Saying Goodbye

January 28, 2009
By sarah charania BRONZE, Karachi, Other
sarah charania BRONZE, Karachi, Other
2 articles 0 photos 1 comment

Saying Goodbye

If you look at him, he is your average looking man. Hair ruffled, big, brown eyes full of distress, dark circles the result of many sleepless nights. Wrinkles on his face, because of all the worries and problems. A beard that has not been shaved for a month now, not because of choice but because he has no money to buy razors. His clothes are old but clean. Clad in a black, slightly ragged shalwar kameez, he stands on a footpath across Sunshine Hotel, his face, expressionless.
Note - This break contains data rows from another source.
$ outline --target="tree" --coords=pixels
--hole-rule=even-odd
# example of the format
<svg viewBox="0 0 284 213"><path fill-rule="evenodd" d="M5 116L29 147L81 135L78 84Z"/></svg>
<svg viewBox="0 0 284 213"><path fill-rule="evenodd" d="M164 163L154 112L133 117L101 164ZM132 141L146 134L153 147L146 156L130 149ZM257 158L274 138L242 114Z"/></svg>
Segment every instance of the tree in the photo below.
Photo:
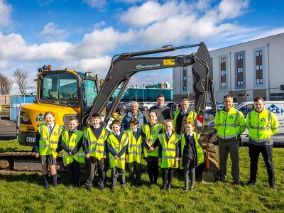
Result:
<svg viewBox="0 0 284 213"><path fill-rule="evenodd" d="M12 72L12 75L15 78L16 83L18 84L21 93L25 96L26 89L28 85L28 71L16 68L16 70Z"/></svg>
<svg viewBox="0 0 284 213"><path fill-rule="evenodd" d="M10 94L11 88L13 85L13 81L9 79L6 76L0 74L0 94Z"/></svg>

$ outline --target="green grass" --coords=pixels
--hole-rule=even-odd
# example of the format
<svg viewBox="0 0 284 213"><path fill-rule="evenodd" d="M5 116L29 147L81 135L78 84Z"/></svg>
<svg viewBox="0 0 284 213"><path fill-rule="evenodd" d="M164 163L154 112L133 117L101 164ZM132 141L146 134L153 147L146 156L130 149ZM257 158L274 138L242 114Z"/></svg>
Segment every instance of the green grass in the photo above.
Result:
<svg viewBox="0 0 284 213"><path fill-rule="evenodd" d="M6 144L0 142L0 146ZM6 141L6 143L10 143ZM143 186L124 190L116 185L114 191L93 188L92 192L83 187L67 186L67 173L58 174L58 186L48 190L42 187L40 173L0 175L0 209L1 212L284 212L284 155L283 148L273 148L278 192L268 187L268 176L260 157L256 186L233 187L229 182L202 185L197 182L194 191L183 192L183 181L175 175L173 188L160 191L158 185L148 187L148 175L142 175ZM231 181L229 161L228 181ZM241 182L249 177L247 147L240 148ZM82 172L84 180L84 173ZM109 185L110 172L108 172ZM128 174L126 175L126 178ZM97 177L95 177L96 182Z"/></svg>

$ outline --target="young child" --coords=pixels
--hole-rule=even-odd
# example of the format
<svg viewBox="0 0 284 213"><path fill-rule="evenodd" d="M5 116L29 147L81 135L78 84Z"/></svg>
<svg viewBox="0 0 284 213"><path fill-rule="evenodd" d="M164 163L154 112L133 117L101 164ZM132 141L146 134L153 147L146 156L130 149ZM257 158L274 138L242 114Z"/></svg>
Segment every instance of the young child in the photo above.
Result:
<svg viewBox="0 0 284 213"><path fill-rule="evenodd" d="M107 145L106 138L109 131L100 125L101 117L98 114L91 116L92 126L86 128L84 131L85 138L84 138L83 150L87 158L87 180L86 189L91 190L94 180L94 170L98 168L99 182L97 187L99 190L104 187L106 182L106 155Z"/></svg>
<svg viewBox="0 0 284 213"><path fill-rule="evenodd" d="M165 131L159 134L159 164L162 168L162 190L170 190L173 169L178 167L180 136L173 131L173 121L164 121Z"/></svg>
<svg viewBox="0 0 284 213"><path fill-rule="evenodd" d="M148 123L141 126L144 156L146 158L150 185L156 184L159 171L158 136L163 133L163 125L158 123L157 112L149 111Z"/></svg>
<svg viewBox="0 0 284 213"><path fill-rule="evenodd" d="M109 165L111 168L111 189L116 185L116 173L119 175L121 188L125 187L125 152L129 138L126 134L120 132L121 122L114 120L112 132L107 137Z"/></svg>
<svg viewBox="0 0 284 213"><path fill-rule="evenodd" d="M200 135L195 132L195 124L191 121L185 124L185 132L181 136L180 158L180 168L185 168L185 190L188 190L190 172L190 190L195 188L195 168L204 162L204 154L200 146Z"/></svg>
<svg viewBox="0 0 284 213"><path fill-rule="evenodd" d="M141 160L143 155L141 129L138 129L139 121L131 118L129 121L130 129L125 131L129 138L126 151L126 161L129 163L129 178L131 185L141 186Z"/></svg>
<svg viewBox="0 0 284 213"><path fill-rule="evenodd" d="M82 148L84 132L77 130L79 120L71 118L69 120L70 130L64 131L61 146L63 148L63 163L67 165L69 185L80 185L80 163L84 163L84 153Z"/></svg>
<svg viewBox="0 0 284 213"><path fill-rule="evenodd" d="M62 127L55 123L55 118L52 111L44 114L45 124L38 126L36 133L34 146L35 156L40 157L41 161L41 172L44 181L44 188L48 188L48 168L53 180L53 187L58 184L56 173L56 158L60 149L61 134Z"/></svg>

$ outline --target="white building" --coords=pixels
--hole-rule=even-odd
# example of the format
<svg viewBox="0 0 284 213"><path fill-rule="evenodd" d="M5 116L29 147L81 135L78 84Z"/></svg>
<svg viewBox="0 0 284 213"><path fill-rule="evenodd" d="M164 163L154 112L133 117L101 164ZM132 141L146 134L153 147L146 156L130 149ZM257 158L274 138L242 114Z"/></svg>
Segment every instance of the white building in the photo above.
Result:
<svg viewBox="0 0 284 213"><path fill-rule="evenodd" d="M284 100L284 33L214 50L210 55L217 102L228 94L235 102L258 96ZM174 101L192 99L191 66L173 68L173 76Z"/></svg>

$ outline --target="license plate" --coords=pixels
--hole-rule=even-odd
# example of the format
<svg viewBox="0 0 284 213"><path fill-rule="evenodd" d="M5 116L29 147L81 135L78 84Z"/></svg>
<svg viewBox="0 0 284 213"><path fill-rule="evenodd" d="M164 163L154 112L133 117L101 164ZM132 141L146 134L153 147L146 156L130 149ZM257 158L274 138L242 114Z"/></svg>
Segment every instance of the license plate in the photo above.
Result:
<svg viewBox="0 0 284 213"><path fill-rule="evenodd" d="M26 137L26 142L30 142L30 143L35 143L36 142L36 138L34 138L34 137Z"/></svg>

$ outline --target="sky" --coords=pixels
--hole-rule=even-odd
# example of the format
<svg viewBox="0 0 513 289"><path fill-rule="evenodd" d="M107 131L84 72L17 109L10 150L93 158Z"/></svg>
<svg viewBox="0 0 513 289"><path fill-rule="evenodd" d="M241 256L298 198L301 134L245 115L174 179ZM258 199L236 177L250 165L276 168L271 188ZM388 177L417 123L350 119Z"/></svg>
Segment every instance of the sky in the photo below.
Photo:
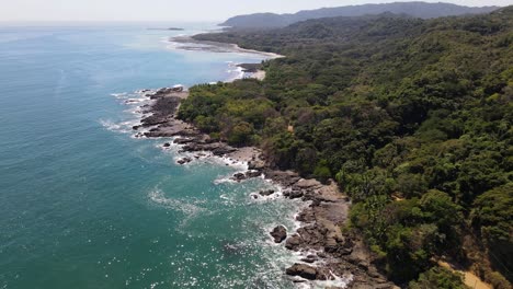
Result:
<svg viewBox="0 0 513 289"><path fill-rule="evenodd" d="M401 0L0 0L0 21L223 21L255 12L290 13L394 1ZM474 7L513 4L513 0L444 2Z"/></svg>

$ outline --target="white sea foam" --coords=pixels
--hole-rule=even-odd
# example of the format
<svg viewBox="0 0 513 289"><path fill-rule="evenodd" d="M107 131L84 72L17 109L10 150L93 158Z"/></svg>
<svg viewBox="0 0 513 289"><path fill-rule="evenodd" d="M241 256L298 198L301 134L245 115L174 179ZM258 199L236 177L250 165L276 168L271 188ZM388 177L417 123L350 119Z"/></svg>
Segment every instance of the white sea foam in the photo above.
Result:
<svg viewBox="0 0 513 289"><path fill-rule="evenodd" d="M157 204L159 206L163 206L166 208L169 208L173 211L180 211L183 212L184 215L191 217L191 216L196 216L198 212L204 211L205 209L202 207L198 207L197 205L194 205L190 201L181 200L181 199L174 199L174 198L168 198L166 197L164 193L161 189L152 189L148 194L148 197L153 204Z"/></svg>

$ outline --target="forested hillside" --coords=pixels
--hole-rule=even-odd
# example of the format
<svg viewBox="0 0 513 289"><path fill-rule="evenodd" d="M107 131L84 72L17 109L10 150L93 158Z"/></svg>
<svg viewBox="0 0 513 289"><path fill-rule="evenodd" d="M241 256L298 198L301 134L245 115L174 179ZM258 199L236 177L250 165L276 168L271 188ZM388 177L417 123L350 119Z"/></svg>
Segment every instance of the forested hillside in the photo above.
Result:
<svg viewBox="0 0 513 289"><path fill-rule="evenodd" d="M464 7L452 3L428 3L421 1L392 2L379 4L346 5L334 8L321 8L304 10L294 14L256 13L238 15L228 19L220 25L237 28L255 27L284 27L299 21L335 16L362 16L391 12L410 16L430 19L441 16L455 16L464 14L488 13L499 9L498 7Z"/></svg>
<svg viewBox="0 0 513 289"><path fill-rule="evenodd" d="M354 204L345 229L365 236L397 284L456 288L436 267L446 256L511 288L512 7L196 38L286 58L263 63L264 81L192 88L182 119L231 144L263 148L277 167L337 180Z"/></svg>

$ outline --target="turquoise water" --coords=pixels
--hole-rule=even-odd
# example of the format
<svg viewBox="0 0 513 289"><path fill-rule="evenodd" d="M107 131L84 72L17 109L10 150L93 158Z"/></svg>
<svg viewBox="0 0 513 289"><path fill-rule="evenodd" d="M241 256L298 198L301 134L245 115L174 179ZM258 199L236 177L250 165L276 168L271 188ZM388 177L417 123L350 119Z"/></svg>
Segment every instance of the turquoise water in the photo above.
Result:
<svg viewBox="0 0 513 289"><path fill-rule="evenodd" d="M252 200L271 184L219 182L240 167L179 166L169 140L124 129L134 91L261 56L173 50L166 37L210 25L151 25L0 27L0 288L292 286L267 231L293 229L297 204Z"/></svg>

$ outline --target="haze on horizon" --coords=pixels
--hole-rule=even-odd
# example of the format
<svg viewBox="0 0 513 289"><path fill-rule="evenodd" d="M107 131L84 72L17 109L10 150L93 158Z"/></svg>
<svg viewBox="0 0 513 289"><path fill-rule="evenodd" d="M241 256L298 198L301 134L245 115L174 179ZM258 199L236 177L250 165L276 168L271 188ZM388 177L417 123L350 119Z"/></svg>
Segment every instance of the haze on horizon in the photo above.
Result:
<svg viewBox="0 0 513 289"><path fill-rule="evenodd" d="M223 21L256 13L294 13L323 7L408 2L404 0L16 0L0 5L0 22L22 21ZM440 2L428 0L425 2ZM513 0L448 0L459 5L511 5Z"/></svg>

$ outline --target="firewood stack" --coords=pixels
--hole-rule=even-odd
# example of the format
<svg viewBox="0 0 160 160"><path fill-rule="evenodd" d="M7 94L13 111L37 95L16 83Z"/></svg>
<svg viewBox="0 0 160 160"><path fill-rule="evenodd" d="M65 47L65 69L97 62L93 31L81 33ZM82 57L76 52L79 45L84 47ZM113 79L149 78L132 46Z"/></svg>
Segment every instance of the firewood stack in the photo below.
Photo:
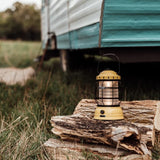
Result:
<svg viewBox="0 0 160 160"><path fill-rule="evenodd" d="M52 132L44 146L56 160L149 160L160 140L160 101L121 102L124 120L94 120L95 100L83 99L73 115L51 118Z"/></svg>

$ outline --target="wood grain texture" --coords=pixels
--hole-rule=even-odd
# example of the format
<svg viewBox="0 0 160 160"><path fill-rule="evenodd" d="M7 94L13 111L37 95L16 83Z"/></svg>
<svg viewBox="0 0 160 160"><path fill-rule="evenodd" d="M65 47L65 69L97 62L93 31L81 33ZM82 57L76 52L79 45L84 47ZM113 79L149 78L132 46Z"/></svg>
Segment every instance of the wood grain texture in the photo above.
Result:
<svg viewBox="0 0 160 160"><path fill-rule="evenodd" d="M150 155L159 120L159 101L121 102L124 120L94 120L96 101L83 99L73 115L51 118L52 132L62 140L103 144L139 155ZM157 115L157 116L155 116ZM158 117L158 118L156 118ZM156 139L157 140L157 139Z"/></svg>

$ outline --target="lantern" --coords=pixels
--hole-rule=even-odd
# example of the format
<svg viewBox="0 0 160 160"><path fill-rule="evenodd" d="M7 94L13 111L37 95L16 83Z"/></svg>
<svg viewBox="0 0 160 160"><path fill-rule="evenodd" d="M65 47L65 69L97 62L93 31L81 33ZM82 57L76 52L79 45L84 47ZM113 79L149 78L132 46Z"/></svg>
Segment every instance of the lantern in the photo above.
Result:
<svg viewBox="0 0 160 160"><path fill-rule="evenodd" d="M121 77L113 70L102 71L96 77L96 101L94 119L124 119L119 101L119 81Z"/></svg>

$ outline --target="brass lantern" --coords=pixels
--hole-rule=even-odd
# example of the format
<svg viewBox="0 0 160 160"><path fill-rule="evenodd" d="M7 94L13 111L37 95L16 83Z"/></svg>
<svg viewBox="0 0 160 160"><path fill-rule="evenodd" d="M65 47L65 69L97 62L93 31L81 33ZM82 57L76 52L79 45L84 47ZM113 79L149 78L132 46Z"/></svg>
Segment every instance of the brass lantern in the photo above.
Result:
<svg viewBox="0 0 160 160"><path fill-rule="evenodd" d="M96 101L94 119L124 119L119 101L119 81L121 77L113 70L102 71L96 77Z"/></svg>

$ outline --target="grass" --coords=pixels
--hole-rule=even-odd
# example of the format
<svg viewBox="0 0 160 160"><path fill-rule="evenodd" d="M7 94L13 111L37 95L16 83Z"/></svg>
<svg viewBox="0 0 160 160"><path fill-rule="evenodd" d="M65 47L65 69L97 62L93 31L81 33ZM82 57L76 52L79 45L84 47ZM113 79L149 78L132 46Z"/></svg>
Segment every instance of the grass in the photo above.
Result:
<svg viewBox="0 0 160 160"><path fill-rule="evenodd" d="M33 59L40 48L40 42L2 41L0 67L37 69ZM56 58L45 62L24 87L1 83L0 160L49 160L42 147L48 138L54 137L49 120L54 115L72 114L83 98L94 98L97 64L94 58L87 57L81 69L64 74ZM106 63L101 65L102 70ZM121 100L159 99L159 64L149 65L121 65ZM87 153L84 156L94 157Z"/></svg>

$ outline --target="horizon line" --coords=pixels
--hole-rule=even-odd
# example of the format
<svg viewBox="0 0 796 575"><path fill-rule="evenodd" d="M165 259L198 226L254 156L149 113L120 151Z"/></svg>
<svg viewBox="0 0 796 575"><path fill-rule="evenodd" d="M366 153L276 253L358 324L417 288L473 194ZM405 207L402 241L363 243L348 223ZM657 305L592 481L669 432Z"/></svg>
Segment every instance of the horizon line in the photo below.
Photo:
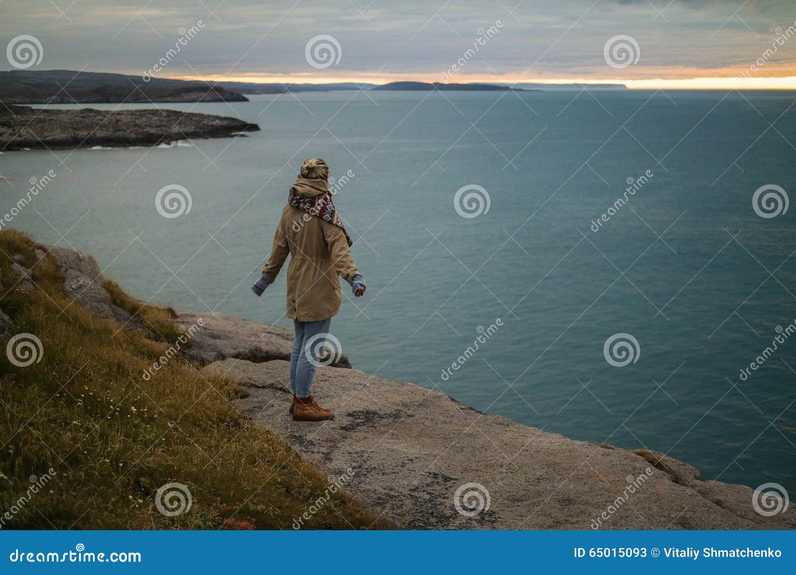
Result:
<svg viewBox="0 0 796 575"><path fill-rule="evenodd" d="M593 84L624 86L629 90L655 90L655 89L671 89L671 90L722 90L722 89L745 89L745 90L796 90L796 76L775 76L753 78L750 76L706 76L696 77L681 80L650 78L645 80L615 80L615 79L593 79L593 78L554 78L544 80L500 80L494 78L462 78L459 82L441 82L439 79L430 80L421 79L390 79L390 78L363 78L363 77L343 77L334 79L318 79L302 76L275 76L264 74L249 74L244 76L228 76L226 75L202 75L202 76L172 76L170 80L184 80L203 82L231 82L255 84L312 84L322 86L325 84L371 84L374 86L383 86L395 82L418 82L422 84L486 84L492 85L514 86L517 84L539 84L544 85L571 85L588 86Z"/></svg>

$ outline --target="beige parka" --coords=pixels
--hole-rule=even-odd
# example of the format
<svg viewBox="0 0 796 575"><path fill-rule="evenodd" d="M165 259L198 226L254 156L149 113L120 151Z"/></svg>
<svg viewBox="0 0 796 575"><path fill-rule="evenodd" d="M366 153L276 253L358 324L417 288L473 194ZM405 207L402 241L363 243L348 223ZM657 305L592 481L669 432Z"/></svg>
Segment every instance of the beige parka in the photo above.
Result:
<svg viewBox="0 0 796 575"><path fill-rule="evenodd" d="M325 179L298 177L294 188L306 197L326 193ZM287 266L287 317L298 321L328 320L340 309L340 279L357 274L345 234L333 223L310 216L290 204L274 234L271 257L263 275L273 282L291 255Z"/></svg>

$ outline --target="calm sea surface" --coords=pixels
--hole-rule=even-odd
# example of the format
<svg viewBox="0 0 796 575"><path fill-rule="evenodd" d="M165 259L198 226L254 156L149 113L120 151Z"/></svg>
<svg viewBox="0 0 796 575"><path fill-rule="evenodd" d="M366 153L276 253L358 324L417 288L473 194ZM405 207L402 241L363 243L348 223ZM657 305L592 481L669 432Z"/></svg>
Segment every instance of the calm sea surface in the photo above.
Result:
<svg viewBox="0 0 796 575"><path fill-rule="evenodd" d="M0 212L52 169L10 225L92 254L143 300L289 328L284 276L261 299L249 286L298 166L322 157L368 282L332 322L356 368L545 431L666 453L706 479L796 491L796 208L753 208L767 185L796 200L793 94L251 99L162 105L258 122L245 138L6 152ZM167 185L189 192L189 212L158 214ZM463 192L457 211L467 185L485 192ZM479 211L470 193L488 196L488 211L460 216ZM779 328L783 343L765 352ZM638 341L621 336L634 362L607 359L615 334Z"/></svg>

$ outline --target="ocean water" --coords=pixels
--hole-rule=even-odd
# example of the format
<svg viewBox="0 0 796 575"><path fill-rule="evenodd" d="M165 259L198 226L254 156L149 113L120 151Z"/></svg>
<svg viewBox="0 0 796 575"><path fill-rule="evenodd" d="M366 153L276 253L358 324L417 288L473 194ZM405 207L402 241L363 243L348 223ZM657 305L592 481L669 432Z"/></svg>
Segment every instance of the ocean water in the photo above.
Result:
<svg viewBox="0 0 796 575"><path fill-rule="evenodd" d="M298 166L322 157L368 282L357 300L344 286L332 322L355 368L665 453L706 479L796 490L796 208L762 217L753 204L764 185L784 194L759 200L796 192L793 94L350 91L163 107L262 131L6 152L0 212L52 169L10 225L94 254L143 300L289 328L284 278L260 299L249 286ZM170 185L191 196L178 217L156 209ZM617 340L629 363L610 344L607 359L616 334L638 342Z"/></svg>

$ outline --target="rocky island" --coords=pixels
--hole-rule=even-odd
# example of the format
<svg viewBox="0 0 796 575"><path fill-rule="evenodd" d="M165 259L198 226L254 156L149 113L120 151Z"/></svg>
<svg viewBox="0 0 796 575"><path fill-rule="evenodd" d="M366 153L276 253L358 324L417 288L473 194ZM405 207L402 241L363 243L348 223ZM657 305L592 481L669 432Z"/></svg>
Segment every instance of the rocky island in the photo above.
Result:
<svg viewBox="0 0 796 575"><path fill-rule="evenodd" d="M236 118L174 110L34 109L0 102L0 150L126 147L256 131Z"/></svg>
<svg viewBox="0 0 796 575"><path fill-rule="evenodd" d="M0 72L0 102L14 104L248 102L215 83L75 70Z"/></svg>
<svg viewBox="0 0 796 575"><path fill-rule="evenodd" d="M103 278L94 258L60 247L35 247L33 267L10 254L17 279L6 283L6 292L35 291L37 266L49 259L60 271L65 301L89 310L96 321L111 322L111 331L152 332L151 317L131 313L123 303L129 297L120 297L119 287ZM185 354L189 369L208 382L231 379L244 390L232 405L246 421L283 438L322 473L347 474L345 489L375 518L371 525L796 528L792 508L785 506L771 516L759 513L753 499L759 494L751 488L704 480L691 465L662 453L574 441L519 425L434 390L345 368L350 365L345 358L336 358L336 367L318 367L316 375L318 395L335 410L335 418L294 422L287 414L291 332L209 311L172 311L168 321L175 333L192 334ZM15 327L0 316L9 337Z"/></svg>

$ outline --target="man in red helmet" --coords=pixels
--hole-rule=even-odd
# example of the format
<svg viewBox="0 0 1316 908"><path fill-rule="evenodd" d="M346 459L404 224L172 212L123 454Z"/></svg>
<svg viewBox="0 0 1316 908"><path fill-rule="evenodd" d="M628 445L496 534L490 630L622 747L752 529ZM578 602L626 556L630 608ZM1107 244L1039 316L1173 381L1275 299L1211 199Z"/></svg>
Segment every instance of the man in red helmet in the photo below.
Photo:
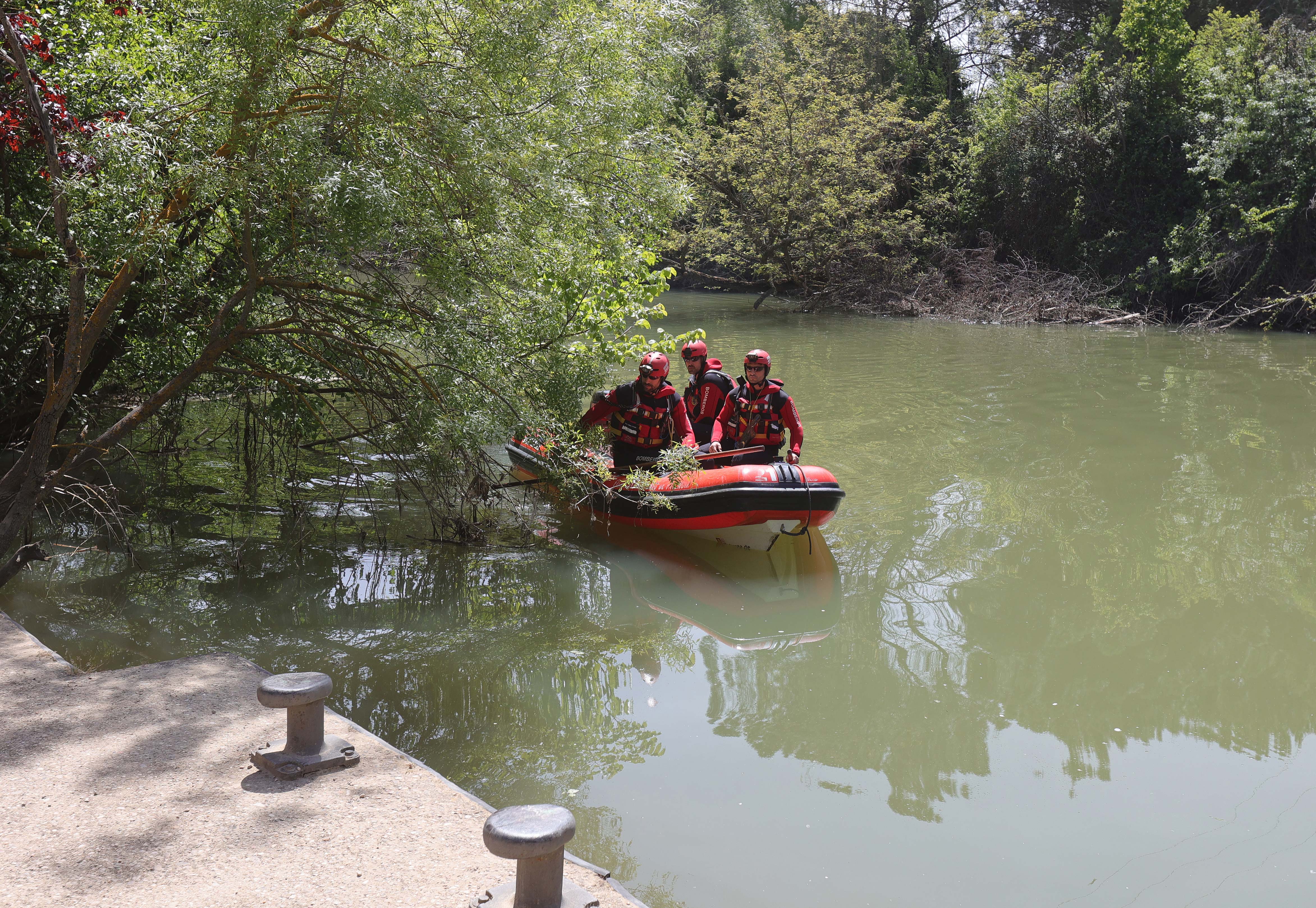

What you don't know is what is in his mind and what is inside those clothes. Clung to his body is a time bomb, ticking away as he stands there, looking at what he is about to blow up. He smells the fresh air for the last time, hears the birds chirping for the last time, touches the rough skin of a tree trunk for the last time. This is his goodbye to the world. In his mind, he thinks of his family. How rough times have forced him to sacrifice himself and thousands of other people for his family. They had promised that they would pay his family a million rupees if the attack was successfully carried out. He wanted a good future for his children, an eye operation for his old mother and a smile on his wife's face that he longed to see.

The day plays in his mind like a video tape. This morning, his mother had massaged his head, seeing him stressed out and tired. His wife had made his favorite dish. He felt like a prisoner about to be hanged having his last meal of choice. His sons were forcing him to play cricket with them and before he left the house to face his destiny, his only daughter asked him for a doll. How were they to know that he was never coming back, that the mother will never again be able to massage her son's head, that the wife would never be able to fight with her husband over money issues, that the children will never be able to feel the joy of winning an arm wrestling match against their father and that the daughter may get her doll but never her father.

He moves towards the hotel, one step at a time, not sure of what to do, but he goes on, saying goodbye to his family, his friends, his memories, his life and the world.